Volatile feed costs and extreme weather events are contributing to greater economic risk and precarity throughout much of the United States dairy industry. These challenges have prompted dairy farmers to seek ways to reduce feed imports without compromising milk production. For organic dairy farmers, the need to produce more homegrown forage is exacerbated by the high cost and limited supply of organic feed. Integrating winter cereals for forage as part of a double-cropping system is a potential solution, but increasing the amount of forage in dairy cow rations can reduce milk production if the forages are not managed for optimal quality. Organically managed field experiments in Maryland (MD) and New York (NY) were conducted to address two primary objectives: (1) determine the yield and quality of winter cereals—four cultivars each for barley (Hordeum vulgare L.), cereal rye (Secale cereale L.), and triticale (× Triticosecale Wittm. ex A. Camus.)—grown as forage and harvested at different crop growth stages, and (2) evaluate the trade-offs between yield and quality in relation to winter cereal phenology and harvest date.
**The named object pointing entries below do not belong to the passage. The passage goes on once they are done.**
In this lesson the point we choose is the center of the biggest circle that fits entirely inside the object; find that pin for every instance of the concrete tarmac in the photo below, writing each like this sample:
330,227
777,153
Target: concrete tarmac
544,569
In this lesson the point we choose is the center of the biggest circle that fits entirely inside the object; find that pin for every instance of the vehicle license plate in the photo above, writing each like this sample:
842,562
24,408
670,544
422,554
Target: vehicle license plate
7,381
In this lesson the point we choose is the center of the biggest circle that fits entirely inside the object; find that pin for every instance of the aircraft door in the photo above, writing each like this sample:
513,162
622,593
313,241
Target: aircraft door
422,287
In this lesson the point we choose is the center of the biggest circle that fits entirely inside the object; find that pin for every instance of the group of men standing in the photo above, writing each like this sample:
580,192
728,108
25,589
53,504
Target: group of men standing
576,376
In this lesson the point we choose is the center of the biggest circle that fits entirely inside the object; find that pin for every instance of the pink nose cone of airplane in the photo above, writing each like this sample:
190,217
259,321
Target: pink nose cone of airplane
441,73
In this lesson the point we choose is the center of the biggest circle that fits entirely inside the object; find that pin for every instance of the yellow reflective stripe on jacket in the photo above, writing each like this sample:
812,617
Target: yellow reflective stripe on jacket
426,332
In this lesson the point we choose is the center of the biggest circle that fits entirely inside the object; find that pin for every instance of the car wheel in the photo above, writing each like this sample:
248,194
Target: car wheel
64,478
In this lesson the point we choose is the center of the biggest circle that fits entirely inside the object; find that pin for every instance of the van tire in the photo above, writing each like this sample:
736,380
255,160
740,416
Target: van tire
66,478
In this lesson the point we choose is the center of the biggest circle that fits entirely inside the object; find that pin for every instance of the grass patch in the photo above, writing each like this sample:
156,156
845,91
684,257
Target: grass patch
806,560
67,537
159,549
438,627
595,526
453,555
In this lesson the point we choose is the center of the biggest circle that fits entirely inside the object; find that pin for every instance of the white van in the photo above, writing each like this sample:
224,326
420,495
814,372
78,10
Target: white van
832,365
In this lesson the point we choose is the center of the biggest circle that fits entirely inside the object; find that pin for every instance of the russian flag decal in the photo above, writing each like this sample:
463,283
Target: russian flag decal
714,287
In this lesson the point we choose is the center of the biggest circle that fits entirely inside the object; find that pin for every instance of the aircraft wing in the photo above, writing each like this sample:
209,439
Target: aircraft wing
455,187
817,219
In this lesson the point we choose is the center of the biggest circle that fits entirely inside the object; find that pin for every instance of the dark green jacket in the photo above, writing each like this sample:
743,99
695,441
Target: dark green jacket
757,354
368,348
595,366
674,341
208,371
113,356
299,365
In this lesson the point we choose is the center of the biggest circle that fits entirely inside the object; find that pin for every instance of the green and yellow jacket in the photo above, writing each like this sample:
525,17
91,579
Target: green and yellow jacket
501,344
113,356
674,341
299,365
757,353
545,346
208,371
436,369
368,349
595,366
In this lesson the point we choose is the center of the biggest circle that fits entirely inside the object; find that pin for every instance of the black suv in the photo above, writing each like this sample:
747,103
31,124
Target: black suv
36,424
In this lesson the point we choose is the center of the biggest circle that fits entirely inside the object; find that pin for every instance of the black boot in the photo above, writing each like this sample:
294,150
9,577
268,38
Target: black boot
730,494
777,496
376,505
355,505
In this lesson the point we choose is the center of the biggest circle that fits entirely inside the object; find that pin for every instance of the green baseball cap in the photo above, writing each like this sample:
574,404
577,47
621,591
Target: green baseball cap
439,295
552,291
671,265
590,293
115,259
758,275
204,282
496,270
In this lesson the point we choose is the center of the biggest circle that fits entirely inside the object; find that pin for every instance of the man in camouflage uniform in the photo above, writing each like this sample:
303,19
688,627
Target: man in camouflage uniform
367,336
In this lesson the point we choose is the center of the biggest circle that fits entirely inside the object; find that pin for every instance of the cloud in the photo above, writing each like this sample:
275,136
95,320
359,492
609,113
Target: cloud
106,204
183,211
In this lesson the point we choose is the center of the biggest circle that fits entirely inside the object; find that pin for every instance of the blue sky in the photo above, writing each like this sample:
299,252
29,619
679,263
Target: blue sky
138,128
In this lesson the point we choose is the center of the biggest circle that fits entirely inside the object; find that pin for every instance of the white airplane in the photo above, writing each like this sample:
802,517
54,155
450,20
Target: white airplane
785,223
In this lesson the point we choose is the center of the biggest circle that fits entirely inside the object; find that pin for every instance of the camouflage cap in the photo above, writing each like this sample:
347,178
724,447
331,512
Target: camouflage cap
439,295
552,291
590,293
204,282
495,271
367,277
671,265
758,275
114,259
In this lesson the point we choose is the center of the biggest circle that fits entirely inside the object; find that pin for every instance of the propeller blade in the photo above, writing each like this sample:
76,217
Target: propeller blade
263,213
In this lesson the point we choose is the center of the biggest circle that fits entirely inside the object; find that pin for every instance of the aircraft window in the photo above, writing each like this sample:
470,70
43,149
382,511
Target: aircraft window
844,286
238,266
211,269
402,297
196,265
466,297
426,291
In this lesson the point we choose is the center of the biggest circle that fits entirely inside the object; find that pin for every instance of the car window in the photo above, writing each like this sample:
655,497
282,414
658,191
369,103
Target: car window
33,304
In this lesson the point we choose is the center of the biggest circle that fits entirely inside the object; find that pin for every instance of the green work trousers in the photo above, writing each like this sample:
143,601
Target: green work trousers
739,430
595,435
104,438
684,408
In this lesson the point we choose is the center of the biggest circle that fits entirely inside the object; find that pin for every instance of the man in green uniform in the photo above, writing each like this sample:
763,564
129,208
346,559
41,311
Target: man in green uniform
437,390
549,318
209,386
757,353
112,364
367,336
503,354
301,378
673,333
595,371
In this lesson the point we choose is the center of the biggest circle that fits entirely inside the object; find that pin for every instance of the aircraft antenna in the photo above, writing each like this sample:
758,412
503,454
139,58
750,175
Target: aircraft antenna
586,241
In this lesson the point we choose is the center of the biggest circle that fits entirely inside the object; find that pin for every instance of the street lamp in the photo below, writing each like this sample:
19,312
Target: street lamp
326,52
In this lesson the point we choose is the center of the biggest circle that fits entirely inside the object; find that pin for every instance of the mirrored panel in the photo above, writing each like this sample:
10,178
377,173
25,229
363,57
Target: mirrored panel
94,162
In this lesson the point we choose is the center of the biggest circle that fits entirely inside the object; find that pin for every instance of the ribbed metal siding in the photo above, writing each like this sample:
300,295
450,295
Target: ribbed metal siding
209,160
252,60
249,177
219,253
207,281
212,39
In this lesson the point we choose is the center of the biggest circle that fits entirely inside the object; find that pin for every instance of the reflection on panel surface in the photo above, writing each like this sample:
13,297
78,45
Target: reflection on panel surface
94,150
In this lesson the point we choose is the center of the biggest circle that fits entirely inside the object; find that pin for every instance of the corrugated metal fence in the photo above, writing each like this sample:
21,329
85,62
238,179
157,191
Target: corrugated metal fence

Mean yield at a commonly harvested growth stage, swollen boot (Zadoks 45), was 1.3, 2.2, and 2.2 Mg ha−1 in MD and 1.8, 2.5, and 2.9 Mg ha−1 in NY for barley, cereal rye, and triticale, respectively. Mean relative forage quality (RFQ) at the same growth stage was 180, 158, and 163 in MD and 179, 156, and 157 in NY for the three species. Overall, cereal rye reached swollen boot stage the earliest, barley produced the highest RFQ and retained high quality the longest, and cereal rye and triticale produced the highest yields. Based on these results, farmers should consider barley cultivars if quality is the priority and winter-hardiness is not a concern; cereal rye cultivars if an early harvest is most important; and triticale cultivars if greater harvest schedule flexibility would be most valuable. These findings can be used to better meet the needs of dairy farmers, enhance double-cropping system performance, and improve the synchronization of harvest timing with the specific needs of lactating dairy cows, dry cows, heifers, and calves.